Intuit raised its full-year fiscal 2026 revenue outlook to a range of $21.34 billion to $21.37 billion, representing growth of about 13% to 14%. It also raised its outlook for non-GAAP operating income and non-GAAP EPS, with the company now expecting non-GAAP EPS of $23.80 to $23.85.
TurboTax still carries the debate
In the quarter, Intuit said Consumer revenue rose to $5.3 billion, while TurboTax revenue grew 7% to $4.4 billion. Credit Karma revenue increased 15% to $631 million, driven by strength in personal loans, auto insurance, and home loans, while ProTax revenue was flat from the prior year.

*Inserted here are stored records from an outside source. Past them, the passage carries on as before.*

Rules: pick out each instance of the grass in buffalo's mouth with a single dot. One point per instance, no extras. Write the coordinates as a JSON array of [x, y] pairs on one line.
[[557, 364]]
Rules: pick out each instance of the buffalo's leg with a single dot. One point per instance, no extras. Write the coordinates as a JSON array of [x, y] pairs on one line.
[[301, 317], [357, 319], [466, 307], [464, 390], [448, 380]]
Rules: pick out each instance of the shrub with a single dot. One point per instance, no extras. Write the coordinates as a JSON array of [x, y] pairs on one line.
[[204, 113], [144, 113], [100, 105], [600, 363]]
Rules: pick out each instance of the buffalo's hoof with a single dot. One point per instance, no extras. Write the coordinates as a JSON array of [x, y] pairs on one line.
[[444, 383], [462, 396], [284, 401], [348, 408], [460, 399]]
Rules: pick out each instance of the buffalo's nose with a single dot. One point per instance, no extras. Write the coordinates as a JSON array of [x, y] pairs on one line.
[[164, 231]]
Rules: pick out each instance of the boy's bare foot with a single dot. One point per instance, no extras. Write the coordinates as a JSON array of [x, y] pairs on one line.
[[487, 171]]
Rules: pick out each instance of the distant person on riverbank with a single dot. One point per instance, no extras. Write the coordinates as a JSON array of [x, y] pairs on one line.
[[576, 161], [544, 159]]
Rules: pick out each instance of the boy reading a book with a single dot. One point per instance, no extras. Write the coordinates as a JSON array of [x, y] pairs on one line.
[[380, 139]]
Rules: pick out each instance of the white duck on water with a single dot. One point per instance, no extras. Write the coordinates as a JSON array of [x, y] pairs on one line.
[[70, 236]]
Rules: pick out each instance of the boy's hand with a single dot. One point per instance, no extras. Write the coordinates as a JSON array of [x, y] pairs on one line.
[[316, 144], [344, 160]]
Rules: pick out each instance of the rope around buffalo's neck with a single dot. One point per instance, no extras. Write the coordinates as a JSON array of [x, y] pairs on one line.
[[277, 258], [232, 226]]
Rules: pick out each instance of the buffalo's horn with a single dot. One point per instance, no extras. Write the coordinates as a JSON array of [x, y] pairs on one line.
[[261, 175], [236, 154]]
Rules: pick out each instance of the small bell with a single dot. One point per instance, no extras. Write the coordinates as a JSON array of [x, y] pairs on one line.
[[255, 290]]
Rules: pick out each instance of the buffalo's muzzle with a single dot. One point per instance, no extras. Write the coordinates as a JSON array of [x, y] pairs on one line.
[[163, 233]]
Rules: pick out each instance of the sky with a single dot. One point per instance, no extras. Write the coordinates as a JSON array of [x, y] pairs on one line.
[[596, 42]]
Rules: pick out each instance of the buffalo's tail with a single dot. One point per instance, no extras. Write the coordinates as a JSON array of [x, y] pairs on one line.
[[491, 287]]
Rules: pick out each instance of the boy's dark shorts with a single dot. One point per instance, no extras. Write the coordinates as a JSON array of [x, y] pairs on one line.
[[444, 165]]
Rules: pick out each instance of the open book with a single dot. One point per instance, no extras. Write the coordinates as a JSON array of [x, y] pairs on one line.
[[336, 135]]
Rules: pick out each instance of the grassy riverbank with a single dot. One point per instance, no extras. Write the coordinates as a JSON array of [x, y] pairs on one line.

The company’s full-year tax guidance showed both the strength and the pressure in the business. Intuit expects TurboTax Live revenue to grow 36% to $2.8 billion and represent about 53% of total TurboTax revenue, with TurboTax Live customers expected to grow 38%. At the same time, the company expects total TurboTax Online units to decline about 2%, TurboTax share of e-files to decline about 1 point, and pay-nothing customers to fall to roughly 7 million from 8 million last year.
The note said investors were worried that lower-cost tax options and AI-native entrants could pressure TurboTax units and average revenue per customer, especially among simple DIY filers. Morgan Stanley argued TurboTax still has advantages in consumer trust, prior-year continuity, tax-form imports, integrated filing workflows, refund visibility, and access to expert help when returns become more complex.